Re: [ANN] Neanderthal, a fast, native matrix and linear algebra library for Clojure released + call for help

Mikera Sun, 21 Jun 2015 17:02:38 -0700

On Saturday, 20 June 2015 08:43:39 UTC+1, Dragan Djuric wrote:
>
> On Friday, June 19, 2015 at 11:17:02 PM UTC+2, Christopher Small wrote:
>>
>> I see now Dragan; you're concerned not about whether easily implementing 
>> and swapping in/out implementations of core.matrix is possible, but whether 
>> it can be done while maintaining the performance characteristics of 
>> Neanderthal, yes? That did not come through in your earlier comments in 
>> this thread.
>>
>
> This, with the addition that for *any* library, not only Neanderthal, 
> there would be many leaking abstractions. It is easy to define common 
> function/method names and parameters, but there are many things that just 
> flow through the API regardless, and taming this is the hardest part of any 
> API.
>
 
>
>>
>> Certainly, performance is one of those things that can leak in an 
>> abstraction. But I'd like to echo Matt's enquiry: If you think a unified 
>> API might be possible but that core.matrix isn't it, I think we'd all love 
>> to hear what you think it's missing and/or what would would need to be 
>> rearchitected in order for it to fit the bill.
>>
>
> For an unified API, if it is at all feasible, I think there is one place 
> it should be looked at first: BLAS 1, 2, 3 and LAPACK. This is THE de facto 
> standard for matrix computations for dense and banded matrices. Sparse APIs 
> are not that uniform, bat in that space, also, there is a lot of previous 
> work. So, what's wrong with BLAS/LAPACK that core.matrix choose not to 
> follow it and arbitrarily invent (in my opinion) unintuitive and 
> complicated API? I am genuinely interested, maybe I don't see something 
> that other people do. 
>


There is nothing fundamentally wrong with BLAS/LAPACK, it just isn't 
suitable as a general purpose array programming API. See my comments 
further below.

If you think the core.matrix API is "unintuitive and complicated" then I'd 
love to hear specific examples. We're still open to changing things before 
we hit 1.0

But it certainly isn't "arbitrarily invented". Please note that we have 
collectively considered a *lot* of previous work in the development of 
core.matrix. People involved in the design have had experience with BLAS, 
Fortran, NumPy, R, APL, numerous Java libraries, GPU acceleration, low 
level assembly coding etc. We'd welcome your contributions too.... but I 
hope you will first take the time to read the mailing list history etc. and 
gain an appreciation for the design decisions.

 

>
> In my opinion, the best way to create a standard API is to grow it from 
> successful implementations, instead of writing it first, and then 
> shoehorning the implementations to fit it.
>

It is (comparatively) easy to write an API for a specific implementation 
that supports a few specific operations and/or meets a specific use case. 
The original Clatrix is an example of one such library.
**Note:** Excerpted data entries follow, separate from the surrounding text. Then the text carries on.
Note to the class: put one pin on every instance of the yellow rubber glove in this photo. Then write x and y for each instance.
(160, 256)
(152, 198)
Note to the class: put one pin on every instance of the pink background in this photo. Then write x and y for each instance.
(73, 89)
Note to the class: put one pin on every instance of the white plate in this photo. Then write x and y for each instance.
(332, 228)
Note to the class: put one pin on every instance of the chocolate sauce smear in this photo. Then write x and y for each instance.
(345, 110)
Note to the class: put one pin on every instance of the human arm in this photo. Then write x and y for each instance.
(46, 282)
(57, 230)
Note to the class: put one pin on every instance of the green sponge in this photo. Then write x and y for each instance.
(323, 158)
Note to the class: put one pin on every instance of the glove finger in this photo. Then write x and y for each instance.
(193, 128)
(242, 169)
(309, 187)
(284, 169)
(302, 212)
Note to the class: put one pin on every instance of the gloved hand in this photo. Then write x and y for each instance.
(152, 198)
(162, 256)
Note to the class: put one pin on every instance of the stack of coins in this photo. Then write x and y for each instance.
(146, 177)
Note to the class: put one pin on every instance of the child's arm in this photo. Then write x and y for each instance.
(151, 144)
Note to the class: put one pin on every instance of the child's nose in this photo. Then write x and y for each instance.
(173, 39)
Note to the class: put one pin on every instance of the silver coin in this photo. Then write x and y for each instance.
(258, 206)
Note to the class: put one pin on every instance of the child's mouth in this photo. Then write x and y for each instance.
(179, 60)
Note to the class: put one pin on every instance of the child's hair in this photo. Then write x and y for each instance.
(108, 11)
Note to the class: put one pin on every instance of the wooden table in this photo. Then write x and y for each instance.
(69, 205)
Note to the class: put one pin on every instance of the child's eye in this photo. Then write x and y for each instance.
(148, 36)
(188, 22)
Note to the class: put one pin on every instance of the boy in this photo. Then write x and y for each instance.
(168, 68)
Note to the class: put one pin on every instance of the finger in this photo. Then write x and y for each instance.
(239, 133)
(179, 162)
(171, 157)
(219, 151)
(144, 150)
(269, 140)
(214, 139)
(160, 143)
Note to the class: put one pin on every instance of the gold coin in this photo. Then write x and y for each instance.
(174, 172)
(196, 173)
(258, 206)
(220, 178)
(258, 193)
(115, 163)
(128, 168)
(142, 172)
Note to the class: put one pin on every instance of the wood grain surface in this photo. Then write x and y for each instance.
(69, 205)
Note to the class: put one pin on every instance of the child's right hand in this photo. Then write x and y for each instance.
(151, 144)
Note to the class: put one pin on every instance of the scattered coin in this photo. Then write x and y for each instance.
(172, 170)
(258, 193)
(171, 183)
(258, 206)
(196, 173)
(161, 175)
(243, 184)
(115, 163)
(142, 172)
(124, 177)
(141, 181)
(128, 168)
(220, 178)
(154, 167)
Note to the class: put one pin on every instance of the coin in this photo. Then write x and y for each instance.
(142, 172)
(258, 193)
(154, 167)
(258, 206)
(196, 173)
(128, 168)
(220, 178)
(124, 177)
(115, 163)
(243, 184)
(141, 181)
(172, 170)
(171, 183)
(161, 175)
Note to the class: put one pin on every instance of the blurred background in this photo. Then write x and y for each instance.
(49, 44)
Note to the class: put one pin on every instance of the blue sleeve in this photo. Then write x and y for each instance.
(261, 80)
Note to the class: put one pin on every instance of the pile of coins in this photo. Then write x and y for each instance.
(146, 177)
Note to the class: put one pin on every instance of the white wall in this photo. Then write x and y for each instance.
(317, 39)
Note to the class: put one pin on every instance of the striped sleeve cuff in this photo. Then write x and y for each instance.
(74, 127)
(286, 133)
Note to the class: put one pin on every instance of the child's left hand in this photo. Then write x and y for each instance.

But that soon falls apart when you realise that the API+implementation 
doesn't meet  broader requirements, so you quickly get fragmentation e.g.
- someone else creates a pure-JVM API for those who can't use native code 
(e.g. vectorz-clj)
- someone else produces a similar library with a new API that wins on some 
benchmarks (e.g. Neanderthal)
- someone else needs arrays that support non-numerical scalar types (e.g. 
core.matrix NDArray)
- a library becomes unmaintained and someone forks a replacement
- someone wants to integrate a Java matrix library for legacy reasons
- someone else has a bad case of NIH syndrome and creates a whole new 
library
- etc.

Before long you have a fragmented ecosystem with many libraries, many 
different APIs and many annoyed / confused users who can't easily get their 
tools to work together. Many of us have seen this happen before in other 
contexts, and we don't want to see the same thing to happen for Clojure.

core.matrix solves the problem of library fragmentation by providing a 
common abstract API, while allowing users choice over which underlying 
implementation suits their particular needs best. To my knowledge Clojure 
is the *only* language ecosystem that has developed such a capability, and 
it has already proved extremely useful for many users. 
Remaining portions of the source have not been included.